Her kötülük, her düşmanlık, her adaletsizlik, her zulüm, yalan ve fitnenin; içki, kumar, uyuşturucu bataklıklarının giriş kapısı ve nedeni, bu ilk yanlıştır. 

Türkiye’nin, Irak, Suriye sınırlarında, terörist yığınağı kurarak Türkiye’yi kuşatıp sıkıştırmaya kalkışmak ciddi bir yanlıştır. Giderek içinden çıkılmaz yanlışlar doğurur. Batı’nın İslamofobi rahatsızlığına savaş doğurtması, bu hasta halinde kendi için daha tehlikeli olacaktır. 

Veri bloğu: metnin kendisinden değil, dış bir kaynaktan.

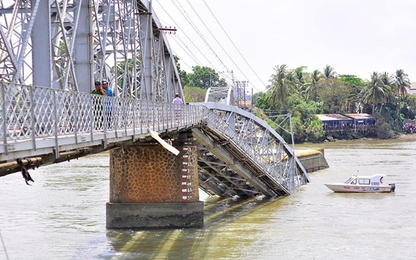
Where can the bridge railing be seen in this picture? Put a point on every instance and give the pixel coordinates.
(31, 113)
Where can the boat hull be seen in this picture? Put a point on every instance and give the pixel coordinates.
(346, 188)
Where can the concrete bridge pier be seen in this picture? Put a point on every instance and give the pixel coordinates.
(152, 188)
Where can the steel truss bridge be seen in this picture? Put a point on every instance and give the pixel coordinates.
(51, 52)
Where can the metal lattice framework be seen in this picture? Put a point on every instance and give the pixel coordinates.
(263, 161)
(69, 44)
(51, 52)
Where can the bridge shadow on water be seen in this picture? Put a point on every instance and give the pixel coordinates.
(227, 226)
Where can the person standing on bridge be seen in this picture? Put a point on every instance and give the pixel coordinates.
(177, 103)
(108, 105)
(98, 105)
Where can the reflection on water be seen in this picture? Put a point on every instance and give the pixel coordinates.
(62, 215)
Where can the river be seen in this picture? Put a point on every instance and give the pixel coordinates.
(62, 215)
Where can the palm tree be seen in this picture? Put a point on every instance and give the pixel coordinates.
(329, 72)
(375, 91)
(280, 85)
(311, 90)
(402, 82)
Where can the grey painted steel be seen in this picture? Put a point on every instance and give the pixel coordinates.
(52, 51)
(230, 161)
(60, 120)
(69, 44)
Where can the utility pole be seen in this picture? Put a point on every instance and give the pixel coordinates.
(241, 97)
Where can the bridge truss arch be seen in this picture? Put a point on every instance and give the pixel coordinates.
(69, 44)
(245, 156)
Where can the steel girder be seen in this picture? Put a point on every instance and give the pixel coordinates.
(68, 44)
(252, 149)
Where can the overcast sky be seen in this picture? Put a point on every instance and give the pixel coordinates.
(250, 38)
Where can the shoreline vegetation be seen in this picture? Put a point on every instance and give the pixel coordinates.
(402, 136)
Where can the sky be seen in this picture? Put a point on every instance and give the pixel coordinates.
(245, 40)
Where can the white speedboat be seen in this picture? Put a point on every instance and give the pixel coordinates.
(363, 184)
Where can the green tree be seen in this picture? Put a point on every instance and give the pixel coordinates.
(402, 82)
(328, 72)
(204, 77)
(194, 94)
(281, 85)
(375, 91)
(333, 101)
(312, 85)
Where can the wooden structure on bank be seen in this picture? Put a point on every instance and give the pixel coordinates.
(348, 123)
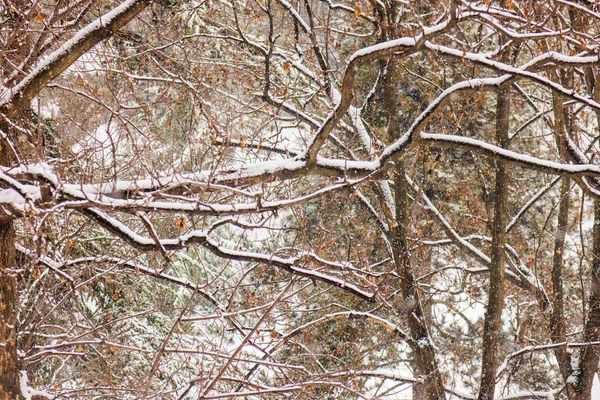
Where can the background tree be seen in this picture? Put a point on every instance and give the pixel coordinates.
(217, 199)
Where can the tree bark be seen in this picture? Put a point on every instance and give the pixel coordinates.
(493, 318)
(11, 106)
(9, 362)
(429, 384)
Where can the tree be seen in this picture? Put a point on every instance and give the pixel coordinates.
(220, 199)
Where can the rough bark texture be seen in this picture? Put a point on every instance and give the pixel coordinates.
(9, 363)
(557, 321)
(590, 355)
(493, 317)
(21, 96)
(429, 385)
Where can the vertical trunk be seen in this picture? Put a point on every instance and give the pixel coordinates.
(493, 317)
(557, 320)
(429, 385)
(590, 356)
(9, 365)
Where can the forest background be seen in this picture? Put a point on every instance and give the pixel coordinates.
(313, 199)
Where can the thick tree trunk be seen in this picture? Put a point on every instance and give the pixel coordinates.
(493, 318)
(590, 355)
(9, 362)
(429, 385)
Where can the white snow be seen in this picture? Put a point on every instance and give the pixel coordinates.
(27, 391)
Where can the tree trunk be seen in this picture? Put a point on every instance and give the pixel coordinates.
(429, 384)
(9, 362)
(493, 318)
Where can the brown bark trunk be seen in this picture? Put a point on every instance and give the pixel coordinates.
(429, 385)
(590, 355)
(557, 320)
(493, 316)
(9, 362)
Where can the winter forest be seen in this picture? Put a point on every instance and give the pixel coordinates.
(299, 199)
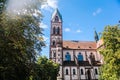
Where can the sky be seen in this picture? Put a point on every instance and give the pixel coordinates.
(80, 18)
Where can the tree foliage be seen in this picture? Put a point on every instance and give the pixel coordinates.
(19, 44)
(111, 53)
(45, 69)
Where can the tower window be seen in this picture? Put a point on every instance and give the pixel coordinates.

Ortadoğu’da, gerek İsrail ve gerekse yeni teröristlerle, masa başı yeni haritalar çizmek,devletleri devirip İslam dünyasında yeni bir sömürge hesabı, globalleşen dünyada yanlış hesaptır. Buraya kadar fazla bir şey olmaması, olmayacağını göstermez. Hitler, zaferle gitmişti Moskova’ya kadar. Eşi görülmemiş hezimetle döndü. Napolyon, zaferlerle imparator tacı giydi ama, Osmanlı’nın Akka Kalesi komutanı ihtiyar Cezzar Ahmet Paşa karşısında yorgun düşmedi mi? Ömrü, bir ada zindanında noktalamak. 

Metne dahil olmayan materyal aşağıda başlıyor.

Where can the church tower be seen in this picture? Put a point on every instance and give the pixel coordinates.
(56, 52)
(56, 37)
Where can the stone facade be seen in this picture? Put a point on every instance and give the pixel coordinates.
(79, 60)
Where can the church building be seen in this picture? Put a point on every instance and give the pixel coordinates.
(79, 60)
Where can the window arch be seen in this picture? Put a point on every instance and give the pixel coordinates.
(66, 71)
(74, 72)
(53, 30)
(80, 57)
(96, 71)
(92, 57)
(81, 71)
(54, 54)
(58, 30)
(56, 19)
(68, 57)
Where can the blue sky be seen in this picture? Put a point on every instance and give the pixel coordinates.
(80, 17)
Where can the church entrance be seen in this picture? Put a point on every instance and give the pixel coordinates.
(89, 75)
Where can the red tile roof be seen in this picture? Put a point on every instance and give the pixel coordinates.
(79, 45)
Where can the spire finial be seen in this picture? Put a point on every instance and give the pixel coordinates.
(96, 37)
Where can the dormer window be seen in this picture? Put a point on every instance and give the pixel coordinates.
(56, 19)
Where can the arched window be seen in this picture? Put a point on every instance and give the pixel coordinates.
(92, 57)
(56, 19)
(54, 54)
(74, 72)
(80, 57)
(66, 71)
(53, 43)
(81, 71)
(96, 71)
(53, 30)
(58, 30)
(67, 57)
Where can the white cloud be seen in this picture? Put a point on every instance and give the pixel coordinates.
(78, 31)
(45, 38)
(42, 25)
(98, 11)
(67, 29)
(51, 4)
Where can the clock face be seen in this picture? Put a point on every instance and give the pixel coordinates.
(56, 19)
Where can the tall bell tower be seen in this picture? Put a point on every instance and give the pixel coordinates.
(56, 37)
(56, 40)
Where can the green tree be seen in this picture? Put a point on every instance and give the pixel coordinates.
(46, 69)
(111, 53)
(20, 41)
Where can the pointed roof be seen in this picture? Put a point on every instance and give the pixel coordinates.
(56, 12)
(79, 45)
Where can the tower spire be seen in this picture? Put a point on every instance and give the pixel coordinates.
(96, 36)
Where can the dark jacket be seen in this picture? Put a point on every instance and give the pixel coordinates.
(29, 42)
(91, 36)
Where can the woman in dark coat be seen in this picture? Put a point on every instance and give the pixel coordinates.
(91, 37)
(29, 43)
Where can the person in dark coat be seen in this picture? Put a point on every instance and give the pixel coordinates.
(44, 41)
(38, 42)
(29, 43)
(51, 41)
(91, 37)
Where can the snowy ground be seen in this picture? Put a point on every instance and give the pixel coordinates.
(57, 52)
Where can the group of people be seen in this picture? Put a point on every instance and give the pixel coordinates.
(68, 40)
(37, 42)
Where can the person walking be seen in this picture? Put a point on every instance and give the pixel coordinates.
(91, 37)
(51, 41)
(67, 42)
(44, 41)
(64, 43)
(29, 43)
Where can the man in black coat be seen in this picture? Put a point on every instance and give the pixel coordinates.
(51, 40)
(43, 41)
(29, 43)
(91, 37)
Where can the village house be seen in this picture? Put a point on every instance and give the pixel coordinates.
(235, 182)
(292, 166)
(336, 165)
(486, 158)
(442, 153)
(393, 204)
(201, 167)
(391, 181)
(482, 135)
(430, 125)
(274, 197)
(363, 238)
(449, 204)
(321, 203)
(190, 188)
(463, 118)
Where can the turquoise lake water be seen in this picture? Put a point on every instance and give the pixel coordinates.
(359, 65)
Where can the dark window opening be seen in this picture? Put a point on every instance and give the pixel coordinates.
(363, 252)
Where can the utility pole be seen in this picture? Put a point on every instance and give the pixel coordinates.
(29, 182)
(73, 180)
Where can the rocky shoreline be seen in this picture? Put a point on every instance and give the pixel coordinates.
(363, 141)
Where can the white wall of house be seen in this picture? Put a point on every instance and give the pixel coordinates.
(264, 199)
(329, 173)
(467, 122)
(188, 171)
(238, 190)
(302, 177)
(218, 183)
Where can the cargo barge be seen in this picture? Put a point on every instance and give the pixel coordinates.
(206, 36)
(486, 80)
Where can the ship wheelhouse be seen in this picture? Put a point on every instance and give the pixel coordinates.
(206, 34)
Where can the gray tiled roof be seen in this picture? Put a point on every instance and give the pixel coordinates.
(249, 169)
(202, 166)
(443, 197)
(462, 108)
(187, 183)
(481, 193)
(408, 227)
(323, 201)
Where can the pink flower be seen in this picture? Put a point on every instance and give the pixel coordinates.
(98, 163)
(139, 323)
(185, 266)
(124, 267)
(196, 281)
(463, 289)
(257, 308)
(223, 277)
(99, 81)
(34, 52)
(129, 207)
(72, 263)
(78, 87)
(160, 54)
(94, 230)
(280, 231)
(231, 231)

Yeni sömürgeciliğin maşası darbelerin fazla verimli olmadığı, kısa zamanda uyanışlar doğurduğu görüldü. Gizliliği korumak için kısa sürede oluşuyordu. “Ucuz etin yahnisi olmadı.” İslam ülkelerinin tamamını, ABD’ye kadar 40 yıl eğitimden, sosyal, siyasi, ekonomik, gizli örgüt türü nitelikler taşıyan ve üzerinde 40 yıl çalışılan, Türkiye’den başlayarakönceliği İslam ülkeleri ve Afrika olan, bütün devletlerde ardarda yapılacak darbelerle FETÖ kuklasıyla halk içinde tabanı ekonomisi, okulu, medyası ve kadrosu var gibi gösterilebilen bir Derin Dünya Devleti hayali olduğu anlaşılan yapının Türkiye’den dönmesiyle, globalleşen dünyada da fitne, çıkar ve soygun gruplarının ümitli ve gayretli olmalarına rağmen, ahlakın, yani ahlakın esası ve temel dayanağı olan Din-i İslam’ın, dünyada nasıl bir güç kazandığı rakamlarla ifade edilir durundadır. 

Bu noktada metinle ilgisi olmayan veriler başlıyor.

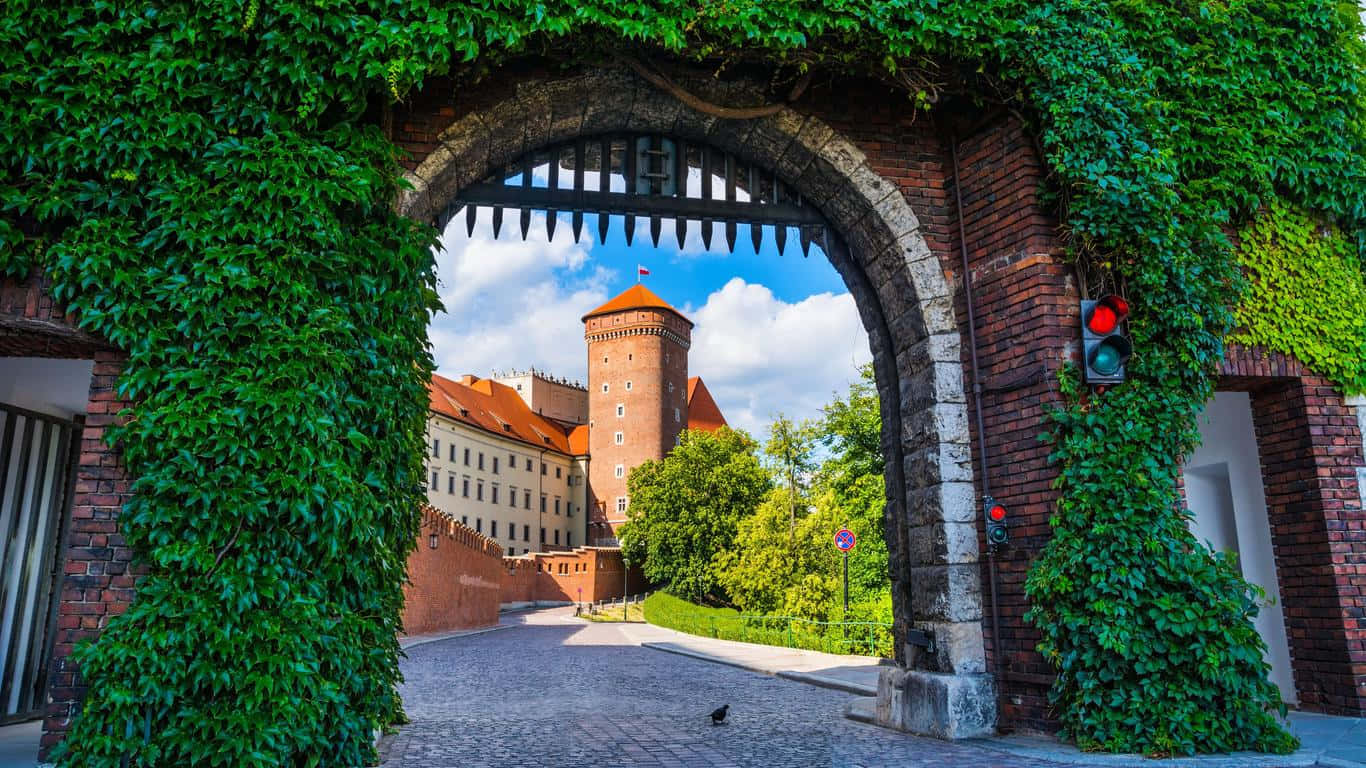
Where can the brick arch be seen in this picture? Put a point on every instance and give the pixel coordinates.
(904, 302)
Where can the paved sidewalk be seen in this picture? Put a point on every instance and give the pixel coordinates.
(1332, 742)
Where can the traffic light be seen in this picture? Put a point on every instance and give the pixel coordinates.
(1104, 347)
(996, 533)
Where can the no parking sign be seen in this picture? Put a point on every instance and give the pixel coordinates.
(844, 539)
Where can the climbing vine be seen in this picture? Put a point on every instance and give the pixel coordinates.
(1305, 295)
(208, 189)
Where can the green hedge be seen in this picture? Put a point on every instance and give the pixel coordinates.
(861, 638)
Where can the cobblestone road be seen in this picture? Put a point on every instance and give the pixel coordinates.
(556, 693)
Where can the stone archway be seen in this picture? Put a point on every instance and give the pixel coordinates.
(904, 302)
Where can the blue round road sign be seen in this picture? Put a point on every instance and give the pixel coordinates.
(844, 540)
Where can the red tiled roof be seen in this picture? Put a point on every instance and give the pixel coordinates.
(499, 410)
(635, 297)
(702, 412)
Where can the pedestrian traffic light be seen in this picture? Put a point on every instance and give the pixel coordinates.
(1104, 347)
(996, 533)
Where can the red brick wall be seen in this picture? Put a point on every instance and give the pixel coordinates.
(586, 574)
(99, 576)
(1309, 443)
(455, 585)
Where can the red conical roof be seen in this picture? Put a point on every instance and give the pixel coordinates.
(635, 297)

Geçen 20’nci asırda İslam dünyası, dağınıklık, (vahdetini kaybetmek, İslam dünyası için başsızlıktır) yokluk, kıtlık ve mahrumiyet bakımından, 15 asırlık dönemin en ağır ve çetin asrını yaşamıştır. Buna rağmen bu asırda büyük bir uyanış ve güç doğmuştur. Tohumun toprakta çürümesi gibi bir şey. Bir rahmet, çölü yeşillendirir. ÇÜNKÜ:

Dünyanın en üstün mahlûku, “Ekmel-i mahluk ve eşref-i mahluk insandır”. Ve insani yücelik aklıyla, ahlakıyla, imanıyla adaleti ve insanlığıyladır. Bunca düşmanlığa, yokluğa, kıtlığa, zulme, içten ve dıştan beslenen fitneye, medyaya rağmen İslam’a koşmuş ve koşmaktadır. İçindeki Müslüman nüfusla sayıldığı halde, dünya nüfusu iki katı artmış. Müslümanlar, 300 milyondan 1.700 milyona, yani 5-6 katına çıkmıştır. Kur’an’ın tek harfi değişmedi. Müslüman da değişmedi, değişmez, değiştirilemez. Münafık eskiden de vardı. O, Müslümandan kopan bir tip değil, üç insan tipinden birisidir.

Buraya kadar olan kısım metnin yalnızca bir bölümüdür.